The acting deputy DHS secretary said that the department is "closely monitoring" for domestic violent extremist threats ahead of the Super Bowl but said there have no credible threats so far.
"At this time, one particular area of concern is domestic violent extremism. While there is no specific or credible threat to Super Bowl LV, it is a high-profile event and security preparations are designed accordingly," acting Deputy DHS Secretary David Pekoske told reporters Wednesday at a joint news conference with the NFL and law enforcement officials in Tampa, Florida, where the event is being held.
He highlighted the Jan. 27 National Terrorism Advisory System bulletin DHS issued that warned that anger "fueled by false narratives," especially false claims about fraud in the 2020 presidential election, could lead some inside the U.S. to launch attacks in the coming weeks.
"There is chatter,” Pekoske said in response to a question from ABC News. "We're always certainly looking at social media sites and open source information and other sources of information to best inform operations and like everybody has."
"It's certainly harder when they're on encrypted websites for everyone to understand what the conversation is, of course," he added.
In the wake of the Jan. 6 insurrection at the U.S. Capitol, Pekoske said while operational plans haven’t changed, there is a greater emphasis on information-sharing between law enforcement.
"The Super Bowl is an attractive target for terrorists and criminals.
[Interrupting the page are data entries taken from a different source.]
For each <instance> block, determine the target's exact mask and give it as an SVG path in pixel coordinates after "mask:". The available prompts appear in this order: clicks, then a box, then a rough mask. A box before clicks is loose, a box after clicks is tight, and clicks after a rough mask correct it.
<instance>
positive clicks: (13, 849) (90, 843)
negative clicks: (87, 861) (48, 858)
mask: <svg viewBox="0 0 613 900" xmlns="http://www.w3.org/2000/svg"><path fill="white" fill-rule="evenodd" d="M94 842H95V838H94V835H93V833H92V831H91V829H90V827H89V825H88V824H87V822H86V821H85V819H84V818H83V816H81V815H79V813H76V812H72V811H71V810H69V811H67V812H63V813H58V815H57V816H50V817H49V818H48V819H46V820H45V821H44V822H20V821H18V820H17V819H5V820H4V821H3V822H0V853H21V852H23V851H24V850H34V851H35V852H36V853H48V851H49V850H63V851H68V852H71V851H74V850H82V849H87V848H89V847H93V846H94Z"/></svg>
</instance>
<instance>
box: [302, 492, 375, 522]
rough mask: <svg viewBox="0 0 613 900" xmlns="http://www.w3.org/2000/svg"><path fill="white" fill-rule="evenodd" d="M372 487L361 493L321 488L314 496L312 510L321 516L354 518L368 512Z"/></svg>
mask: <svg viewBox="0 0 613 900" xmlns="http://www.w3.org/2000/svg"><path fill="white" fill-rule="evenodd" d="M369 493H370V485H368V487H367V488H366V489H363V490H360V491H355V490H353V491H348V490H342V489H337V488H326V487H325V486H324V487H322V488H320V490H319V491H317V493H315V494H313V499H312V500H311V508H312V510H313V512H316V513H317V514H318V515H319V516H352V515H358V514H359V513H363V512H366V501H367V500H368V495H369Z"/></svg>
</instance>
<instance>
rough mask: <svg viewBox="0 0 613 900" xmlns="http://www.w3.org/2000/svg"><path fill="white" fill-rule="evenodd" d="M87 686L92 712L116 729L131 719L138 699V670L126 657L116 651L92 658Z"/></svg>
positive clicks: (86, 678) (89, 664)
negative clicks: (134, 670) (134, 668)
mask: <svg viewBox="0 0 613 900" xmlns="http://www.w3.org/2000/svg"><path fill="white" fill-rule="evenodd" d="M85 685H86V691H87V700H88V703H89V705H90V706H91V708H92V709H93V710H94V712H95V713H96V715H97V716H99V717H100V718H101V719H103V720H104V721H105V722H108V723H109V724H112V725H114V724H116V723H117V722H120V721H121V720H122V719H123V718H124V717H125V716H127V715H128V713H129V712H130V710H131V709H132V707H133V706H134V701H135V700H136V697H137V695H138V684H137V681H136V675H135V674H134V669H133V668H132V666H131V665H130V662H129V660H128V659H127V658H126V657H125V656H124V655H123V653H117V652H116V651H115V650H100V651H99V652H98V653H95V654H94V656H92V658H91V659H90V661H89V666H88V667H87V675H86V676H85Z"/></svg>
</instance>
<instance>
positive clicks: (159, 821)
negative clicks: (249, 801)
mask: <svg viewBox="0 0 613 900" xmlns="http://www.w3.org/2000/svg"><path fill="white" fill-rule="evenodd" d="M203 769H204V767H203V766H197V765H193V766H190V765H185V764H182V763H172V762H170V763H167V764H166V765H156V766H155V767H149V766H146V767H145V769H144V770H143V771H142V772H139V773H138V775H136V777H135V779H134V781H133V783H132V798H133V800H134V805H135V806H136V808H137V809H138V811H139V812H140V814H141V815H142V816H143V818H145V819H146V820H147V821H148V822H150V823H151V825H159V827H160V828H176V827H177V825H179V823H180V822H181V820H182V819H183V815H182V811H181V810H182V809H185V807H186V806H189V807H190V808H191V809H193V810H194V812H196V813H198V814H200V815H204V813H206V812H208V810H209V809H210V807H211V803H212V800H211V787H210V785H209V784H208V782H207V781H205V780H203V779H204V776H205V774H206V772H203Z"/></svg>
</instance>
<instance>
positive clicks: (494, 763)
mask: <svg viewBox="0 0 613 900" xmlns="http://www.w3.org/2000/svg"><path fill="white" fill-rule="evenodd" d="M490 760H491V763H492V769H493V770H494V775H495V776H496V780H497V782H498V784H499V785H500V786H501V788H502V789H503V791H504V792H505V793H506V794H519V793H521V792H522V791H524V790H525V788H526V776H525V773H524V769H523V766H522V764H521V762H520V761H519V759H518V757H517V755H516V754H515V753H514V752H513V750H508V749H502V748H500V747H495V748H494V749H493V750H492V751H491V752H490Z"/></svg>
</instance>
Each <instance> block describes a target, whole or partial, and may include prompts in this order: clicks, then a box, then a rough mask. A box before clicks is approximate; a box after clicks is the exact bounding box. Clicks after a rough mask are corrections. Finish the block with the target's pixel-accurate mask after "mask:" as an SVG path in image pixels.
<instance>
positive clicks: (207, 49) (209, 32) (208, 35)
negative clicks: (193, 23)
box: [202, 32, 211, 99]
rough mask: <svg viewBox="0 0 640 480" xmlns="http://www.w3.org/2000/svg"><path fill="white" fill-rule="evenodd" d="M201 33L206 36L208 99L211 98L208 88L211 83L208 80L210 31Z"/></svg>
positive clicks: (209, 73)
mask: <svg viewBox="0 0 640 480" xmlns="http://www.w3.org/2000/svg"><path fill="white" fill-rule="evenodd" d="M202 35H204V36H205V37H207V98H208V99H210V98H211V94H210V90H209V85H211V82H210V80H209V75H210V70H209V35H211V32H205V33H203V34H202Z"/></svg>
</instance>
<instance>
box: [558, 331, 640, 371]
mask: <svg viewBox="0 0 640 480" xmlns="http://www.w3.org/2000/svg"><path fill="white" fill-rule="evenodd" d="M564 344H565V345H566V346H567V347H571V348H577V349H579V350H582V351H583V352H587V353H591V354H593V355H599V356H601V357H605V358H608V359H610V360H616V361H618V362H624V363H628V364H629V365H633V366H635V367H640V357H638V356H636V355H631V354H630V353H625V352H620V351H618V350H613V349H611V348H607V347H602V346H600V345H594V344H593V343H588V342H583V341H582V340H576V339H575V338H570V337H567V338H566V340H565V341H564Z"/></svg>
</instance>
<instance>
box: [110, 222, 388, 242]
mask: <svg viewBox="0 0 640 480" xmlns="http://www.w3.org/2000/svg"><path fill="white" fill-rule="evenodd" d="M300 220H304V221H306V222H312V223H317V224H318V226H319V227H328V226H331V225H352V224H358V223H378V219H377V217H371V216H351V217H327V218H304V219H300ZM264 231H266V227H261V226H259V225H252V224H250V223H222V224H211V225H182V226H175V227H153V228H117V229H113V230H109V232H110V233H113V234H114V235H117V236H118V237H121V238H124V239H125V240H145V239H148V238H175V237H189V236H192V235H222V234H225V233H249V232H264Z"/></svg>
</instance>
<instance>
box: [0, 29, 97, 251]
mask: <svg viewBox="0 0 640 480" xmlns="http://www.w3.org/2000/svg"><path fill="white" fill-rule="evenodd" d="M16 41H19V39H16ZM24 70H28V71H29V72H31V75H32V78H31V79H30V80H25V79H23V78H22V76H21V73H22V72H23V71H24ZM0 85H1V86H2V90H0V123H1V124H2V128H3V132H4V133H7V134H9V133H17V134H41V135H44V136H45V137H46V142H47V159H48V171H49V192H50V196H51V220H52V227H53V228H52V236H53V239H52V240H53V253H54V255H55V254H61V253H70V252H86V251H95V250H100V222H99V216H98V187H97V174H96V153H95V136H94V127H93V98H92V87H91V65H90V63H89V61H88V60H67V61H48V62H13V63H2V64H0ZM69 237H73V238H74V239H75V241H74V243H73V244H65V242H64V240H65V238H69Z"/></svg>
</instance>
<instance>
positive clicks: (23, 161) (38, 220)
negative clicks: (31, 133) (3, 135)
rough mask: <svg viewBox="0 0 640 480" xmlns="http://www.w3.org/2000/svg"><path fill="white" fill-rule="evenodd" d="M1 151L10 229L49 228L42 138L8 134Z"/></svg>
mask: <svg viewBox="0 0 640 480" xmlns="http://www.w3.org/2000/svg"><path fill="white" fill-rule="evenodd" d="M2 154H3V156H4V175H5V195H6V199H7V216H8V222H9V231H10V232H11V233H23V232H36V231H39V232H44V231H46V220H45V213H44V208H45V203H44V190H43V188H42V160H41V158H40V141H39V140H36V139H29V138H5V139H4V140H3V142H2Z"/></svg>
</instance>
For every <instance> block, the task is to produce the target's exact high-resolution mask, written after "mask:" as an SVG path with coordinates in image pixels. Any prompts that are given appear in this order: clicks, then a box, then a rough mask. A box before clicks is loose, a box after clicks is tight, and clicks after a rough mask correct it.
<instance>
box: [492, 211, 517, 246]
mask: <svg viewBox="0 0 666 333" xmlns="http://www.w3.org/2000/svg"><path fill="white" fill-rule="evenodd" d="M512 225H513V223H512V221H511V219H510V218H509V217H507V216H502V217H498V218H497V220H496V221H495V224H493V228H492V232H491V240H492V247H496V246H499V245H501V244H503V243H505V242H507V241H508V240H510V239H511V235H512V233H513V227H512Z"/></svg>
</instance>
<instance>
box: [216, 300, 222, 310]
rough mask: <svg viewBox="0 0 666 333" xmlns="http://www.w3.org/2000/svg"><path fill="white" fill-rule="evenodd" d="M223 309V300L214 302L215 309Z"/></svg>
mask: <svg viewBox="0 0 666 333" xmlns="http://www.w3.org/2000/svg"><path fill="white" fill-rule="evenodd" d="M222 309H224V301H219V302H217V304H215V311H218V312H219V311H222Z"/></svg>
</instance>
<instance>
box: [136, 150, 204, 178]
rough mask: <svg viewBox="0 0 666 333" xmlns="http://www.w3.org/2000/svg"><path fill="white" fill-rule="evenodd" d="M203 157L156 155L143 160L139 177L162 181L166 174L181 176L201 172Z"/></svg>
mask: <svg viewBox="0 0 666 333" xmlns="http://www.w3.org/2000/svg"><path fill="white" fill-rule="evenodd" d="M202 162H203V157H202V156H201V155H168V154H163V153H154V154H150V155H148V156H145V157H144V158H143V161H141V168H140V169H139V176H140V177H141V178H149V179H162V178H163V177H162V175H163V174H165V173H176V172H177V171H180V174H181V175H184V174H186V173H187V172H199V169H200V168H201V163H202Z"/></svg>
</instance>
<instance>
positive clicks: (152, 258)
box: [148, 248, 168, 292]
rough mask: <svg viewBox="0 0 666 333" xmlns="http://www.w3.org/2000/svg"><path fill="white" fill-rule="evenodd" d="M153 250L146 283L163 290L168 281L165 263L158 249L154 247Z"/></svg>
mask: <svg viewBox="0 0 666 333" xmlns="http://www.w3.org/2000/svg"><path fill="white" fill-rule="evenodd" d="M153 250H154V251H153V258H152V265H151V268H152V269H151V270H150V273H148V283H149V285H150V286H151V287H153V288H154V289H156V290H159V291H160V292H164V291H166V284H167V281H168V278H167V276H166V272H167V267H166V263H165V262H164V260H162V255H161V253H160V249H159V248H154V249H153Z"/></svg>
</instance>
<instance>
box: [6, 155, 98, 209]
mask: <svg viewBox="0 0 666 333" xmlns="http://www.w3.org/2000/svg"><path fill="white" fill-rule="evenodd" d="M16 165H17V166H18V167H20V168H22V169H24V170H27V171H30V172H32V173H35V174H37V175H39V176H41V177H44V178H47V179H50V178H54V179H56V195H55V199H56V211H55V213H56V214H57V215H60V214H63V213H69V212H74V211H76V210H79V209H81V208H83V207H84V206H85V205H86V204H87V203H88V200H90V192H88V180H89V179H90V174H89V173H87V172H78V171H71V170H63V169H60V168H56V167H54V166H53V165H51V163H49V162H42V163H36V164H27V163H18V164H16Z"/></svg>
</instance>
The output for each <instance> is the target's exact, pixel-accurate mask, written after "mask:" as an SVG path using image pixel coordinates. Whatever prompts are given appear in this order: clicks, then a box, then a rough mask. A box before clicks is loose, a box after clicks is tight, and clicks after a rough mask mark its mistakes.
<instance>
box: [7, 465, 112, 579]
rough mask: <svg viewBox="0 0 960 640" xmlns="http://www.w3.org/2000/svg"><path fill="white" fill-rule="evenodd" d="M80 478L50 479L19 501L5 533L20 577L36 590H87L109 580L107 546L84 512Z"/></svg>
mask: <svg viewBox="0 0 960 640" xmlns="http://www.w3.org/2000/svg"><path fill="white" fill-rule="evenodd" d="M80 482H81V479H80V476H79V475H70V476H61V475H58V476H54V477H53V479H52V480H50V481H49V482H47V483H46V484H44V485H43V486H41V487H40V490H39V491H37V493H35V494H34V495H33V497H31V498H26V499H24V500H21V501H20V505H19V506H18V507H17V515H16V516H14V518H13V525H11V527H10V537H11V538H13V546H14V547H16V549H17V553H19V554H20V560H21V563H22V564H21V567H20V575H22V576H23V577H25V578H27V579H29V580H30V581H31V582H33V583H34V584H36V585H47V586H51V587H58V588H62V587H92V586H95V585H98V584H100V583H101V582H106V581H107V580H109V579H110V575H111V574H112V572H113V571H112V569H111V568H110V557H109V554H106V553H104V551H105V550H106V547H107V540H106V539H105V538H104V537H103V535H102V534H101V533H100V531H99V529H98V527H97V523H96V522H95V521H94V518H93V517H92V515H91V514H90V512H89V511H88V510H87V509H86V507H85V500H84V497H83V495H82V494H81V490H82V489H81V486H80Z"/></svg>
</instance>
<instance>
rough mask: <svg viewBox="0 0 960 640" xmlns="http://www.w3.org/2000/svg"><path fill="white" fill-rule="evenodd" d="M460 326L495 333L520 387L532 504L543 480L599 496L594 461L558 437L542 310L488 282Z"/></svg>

So we never take our eye off the ball, a robust posture and focus vigilance are necessary to prevent bad people from doing bad things, and to deter adversaries from attempting an attack," he said.
Special Agent in Charge Michael McPherson, who heads the FBI's Tampa field office, said that security like football is a "team sport' and that the FBI was sharing threat information.
Tampa is making history as the first city in Super Bowl history to have a home team play in its home stadium, something Tampa's police chief acknowledged.
"So, the hope is come Monday morning, we're celebrating a Bucs victory, and no one knows who the chief of police is in the city of Tampa," chief Brian Dugan said. "If no one recognizes my face or knows my name. We had a safe secure event and that is the goal."